According to developer Paul Price, a cock-up on the development API’s authentication design (i.e. there wasn’t any) allowed him to access a customer’s registered details by inserting a nine-digit number to spoof the ID used in the request header. This is equivalent to an open sesame on any and every account, including partial credit card numbers if those have been registered.
“An attacker could easily place orders on other customers accounts, add/retrieve card information, view saved addresses, view orders and much more.”
Although only directly affecting the Android app, in principle all of the firm’s several million customer would be affected because the issue allows access to the back-end database.
This is bad enough but further lax design allowed Price to work out how to research the customer database using simple technique.
“I hit my test users a few hundred times in quick succession and I was not rate limited. Given that customer IDs are sequential an attacker would find it very easy to build up a database of Moonpig customers along with their addresses and card details in a few hours - very scary indeed.”
Although exposed customer identities is not a new issue on online websites, the firm’s alleged poor response is perhaps as big an issue.
The developer said he’d first contacted Moonpig about the issue in August 2013, following that up a month later, at which time he was told that the expected fix would arrive by early 2014.
A year on from that communication and no fix in sight and he seems to run out of patience. “Seventeen months is more than enough time to fix an issue like this. It appears customer privacy is not a priority to Moonpig,” he wrote.
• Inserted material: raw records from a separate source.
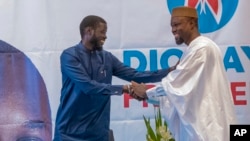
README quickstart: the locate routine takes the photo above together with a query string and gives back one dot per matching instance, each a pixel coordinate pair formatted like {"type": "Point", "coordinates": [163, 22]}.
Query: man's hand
{"type": "Point", "coordinates": [139, 90]}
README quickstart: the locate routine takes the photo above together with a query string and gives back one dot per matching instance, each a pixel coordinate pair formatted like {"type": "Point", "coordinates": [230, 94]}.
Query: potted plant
{"type": "Point", "coordinates": [161, 132]}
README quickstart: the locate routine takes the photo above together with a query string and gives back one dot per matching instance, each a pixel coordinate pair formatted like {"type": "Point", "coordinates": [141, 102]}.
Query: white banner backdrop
{"type": "Point", "coordinates": [43, 28]}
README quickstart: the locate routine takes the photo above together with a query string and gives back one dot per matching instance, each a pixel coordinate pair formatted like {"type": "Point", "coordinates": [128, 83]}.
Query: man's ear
{"type": "Point", "coordinates": [89, 31]}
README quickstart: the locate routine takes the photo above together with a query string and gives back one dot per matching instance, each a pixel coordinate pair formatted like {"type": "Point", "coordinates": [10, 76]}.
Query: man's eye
{"type": "Point", "coordinates": [29, 139]}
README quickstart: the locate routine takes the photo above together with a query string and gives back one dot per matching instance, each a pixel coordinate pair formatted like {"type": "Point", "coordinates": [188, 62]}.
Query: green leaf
{"type": "Point", "coordinates": [149, 129]}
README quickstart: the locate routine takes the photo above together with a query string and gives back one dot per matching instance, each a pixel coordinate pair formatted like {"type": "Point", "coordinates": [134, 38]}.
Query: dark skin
{"type": "Point", "coordinates": [185, 30]}
{"type": "Point", "coordinates": [94, 38]}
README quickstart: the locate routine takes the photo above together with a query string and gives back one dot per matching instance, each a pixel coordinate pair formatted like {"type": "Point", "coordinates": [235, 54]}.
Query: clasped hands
{"type": "Point", "coordinates": [136, 90]}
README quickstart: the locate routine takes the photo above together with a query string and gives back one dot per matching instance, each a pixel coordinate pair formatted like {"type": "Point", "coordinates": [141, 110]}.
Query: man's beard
{"type": "Point", "coordinates": [96, 44]}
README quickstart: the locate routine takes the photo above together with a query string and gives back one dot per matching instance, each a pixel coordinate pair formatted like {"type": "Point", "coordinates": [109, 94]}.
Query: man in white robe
{"type": "Point", "coordinates": [196, 100]}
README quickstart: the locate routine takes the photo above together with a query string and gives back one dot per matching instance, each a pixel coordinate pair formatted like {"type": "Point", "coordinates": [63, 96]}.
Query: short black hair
{"type": "Point", "coordinates": [90, 21]}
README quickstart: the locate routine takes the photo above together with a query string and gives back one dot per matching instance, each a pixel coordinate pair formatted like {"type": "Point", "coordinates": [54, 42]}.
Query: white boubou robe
{"type": "Point", "coordinates": [198, 103]}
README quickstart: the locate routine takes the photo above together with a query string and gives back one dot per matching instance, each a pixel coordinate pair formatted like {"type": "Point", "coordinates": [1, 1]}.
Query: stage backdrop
{"type": "Point", "coordinates": [139, 34]}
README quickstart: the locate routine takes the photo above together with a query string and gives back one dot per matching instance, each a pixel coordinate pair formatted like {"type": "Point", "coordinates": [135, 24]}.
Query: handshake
{"type": "Point", "coordinates": [136, 90]}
Moonpig batted away the controversy, claiming that “We can assure our customers that all password and payment information is and has always been safe,” before admitting that the Android app would be unavailable for a while it undertakes investigations.
“We will work to resume a normal service as soon as possible. The desktop and mobile websites are unaffected,” read a statement on the firm’s website.
As of 6 January, no emails appear to have been sent to inform customers of the issue, something noticed by security expert, Chris Boyd of Malwarebytes.
"I think most would agree that Moonpig has been slow to react here, too much time has elapsed between notification and any attempt at a fix,” said Boyd.
“At the very least, one would expect the company to notify customers by email to let them know there's an issue, providing steps they can take to try and avoid falling foul of anybody using this for personal gain. Issues such as these can prove very costly to companies, and now the Information Commissioner’s Office is looking at the details the fallout could be severe."
Founded during the dot-com boom and since sold on to photo printing firm PhotoBox, Moonpig is believed to have around three million registered accounts. Moonpig isn't the first major UK site to be shown to be insecure in recent times. In April 2014, Mumsnet was found to be at risk from the Heartbleed bug while in a particularly outrageous incident in August Irish betting site Paddy Power waited four years to inform its users of a breach dating back to 2010.